The faith, the vigour, bold to dwell
     On doubts that drive the coward back
     And keen thro' worldly snares to track
Suggestion to her inmost cell.

So word by word, and line by line,
     The dead man touch'd me from the past,
     And all at once it seem'd at last
The living soul was flash'd on mine,

And mine in his was wound, and whirl'd
     About empyreal heights of thought,
     And came on that which is, and caught
The deep pulsations of the world. [95.21-40]

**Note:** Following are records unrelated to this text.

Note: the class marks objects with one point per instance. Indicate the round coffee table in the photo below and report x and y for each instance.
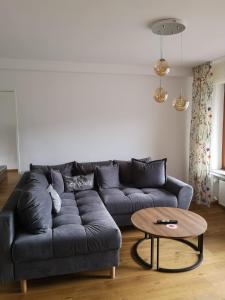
(189, 225)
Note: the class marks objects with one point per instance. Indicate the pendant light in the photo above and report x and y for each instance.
(162, 28)
(161, 67)
(160, 94)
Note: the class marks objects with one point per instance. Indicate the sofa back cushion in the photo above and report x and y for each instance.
(34, 209)
(125, 170)
(149, 175)
(108, 177)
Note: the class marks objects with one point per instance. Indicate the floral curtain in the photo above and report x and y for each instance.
(200, 135)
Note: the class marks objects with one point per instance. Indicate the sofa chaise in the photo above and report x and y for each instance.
(36, 242)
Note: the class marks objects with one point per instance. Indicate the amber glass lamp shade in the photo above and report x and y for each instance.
(160, 95)
(162, 67)
(180, 103)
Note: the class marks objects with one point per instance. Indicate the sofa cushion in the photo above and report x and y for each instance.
(34, 209)
(125, 172)
(37, 179)
(84, 226)
(108, 177)
(128, 200)
(28, 247)
(79, 183)
(89, 167)
(65, 169)
(149, 175)
(57, 181)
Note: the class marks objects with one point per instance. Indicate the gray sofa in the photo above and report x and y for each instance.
(84, 235)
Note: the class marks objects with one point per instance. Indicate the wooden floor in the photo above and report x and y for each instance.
(132, 281)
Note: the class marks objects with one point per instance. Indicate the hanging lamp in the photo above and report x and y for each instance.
(165, 27)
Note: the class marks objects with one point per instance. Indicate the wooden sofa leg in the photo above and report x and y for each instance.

Tennyson puts this union of souls in terms of the creation of "words" out of "silence," but the speaker (unlike the poet?) seems to be entirely passive, overwhelmed by a sudden awareness of his lost friend. What does this imply about Tennyson's understanding of poetic inspiration? Would he agree with Carlyle's argument that genius comes primarily from nature? Is the speaker here a kind of prophet in Carlyle's terms? In what ways does Tennyson disagree with Carlyle's theories? How would his individualistic speaker fit into Carlyle's political and social frameworks for understanding the hero?

What role does Tennyson's strict quatrain form play in conveying the meaning of his poem? How does Tennyson relate his poem to the poetic tradition he inherits? What does it mean that the speaker is "touch'd . . . from the past" at the same time as he discovers "that which is . . . and the deep pulsations of the world?" How is his relationship to poetic tradition different than that of other Victorians, like Brontë?

What is the significance of the juxtaposition of corporeal nouns like "cell," "dead man" and "touched" with the spiritual connotations of "faith," "flash'd," and "empyrial heights?" What is Tennyson's relationship to religion? Are there times when he places poetry above organized religion? How does the poem's strict form relate to this conflict of body and soul? Is a sense of sexuality expressed in the corporeal imagery throughout the poem?